Opinion
07-23-00162-CR
02-09-2024
Do not publish.
On Appeal from the 207th District Court Comal County, Texas Trial Court No. CR2020-901, Honorable Gary Steel, Presiding
Before QUINN, C.J., and PARKER and DOSS, JJ.
Because this matter was transferred from the Third Court of Appeals, we apply its precedent when it conflicts with that of the Seventh Court of Appeals. TEX. R. APP. P. 41.3.
Brian Quinn Chief Justice.
Sacramento de Jesus Martinez, appellant, appeals from his conviction of the offense of capital murder. On appeal, he challenges his conviction through three issues, arguing: 1) the trial court erred in failing to suppress his prior statement; 2) the trial court erred in permitting the medical examiner to testify as an expert; and 3) the trial court erred in denying his motion for mistrial after the State commented on appellant's right to testify and attorney-client privilege. We affirm.
Background
Appellant and one of the victims, his estranged wife Marisol, had a toxic and abusive relationship. At the time of her death, Marisol had a protective order from appellant.
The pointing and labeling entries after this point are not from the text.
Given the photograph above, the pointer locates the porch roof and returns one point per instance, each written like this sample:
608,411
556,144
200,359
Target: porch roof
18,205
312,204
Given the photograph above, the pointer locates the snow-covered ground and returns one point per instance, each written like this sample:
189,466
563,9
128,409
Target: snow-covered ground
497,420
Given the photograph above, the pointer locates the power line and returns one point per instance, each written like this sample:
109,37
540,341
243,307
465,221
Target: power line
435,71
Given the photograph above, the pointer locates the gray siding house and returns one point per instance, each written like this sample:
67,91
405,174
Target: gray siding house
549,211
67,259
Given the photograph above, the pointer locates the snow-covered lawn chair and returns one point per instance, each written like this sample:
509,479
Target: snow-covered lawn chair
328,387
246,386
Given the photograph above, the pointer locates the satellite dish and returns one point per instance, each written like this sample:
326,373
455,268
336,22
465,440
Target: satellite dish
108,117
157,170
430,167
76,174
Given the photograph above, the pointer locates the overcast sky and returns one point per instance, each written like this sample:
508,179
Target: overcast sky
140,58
Under the terms of that order, appellant was not to possess a firearm or be near Marisol's residence.
In August 2020, Marisol's body was found in a vehicle on the side of the road. It appeared she had been shot in the head or the mouth. Police located a .38 Special Aguila casing on the seat of the vehicle. Appellant's sister testified she saw appellant that night and "his clothes were dirty and he had blood on them." The sister also identified the car in which Marisol was found as appellant's vehicle and identified the victim as Marisol. Evidence showed appellant had earlier in the evening retrieved a .38 handgun from his father's residence. Appellant admitted to killing Marisol.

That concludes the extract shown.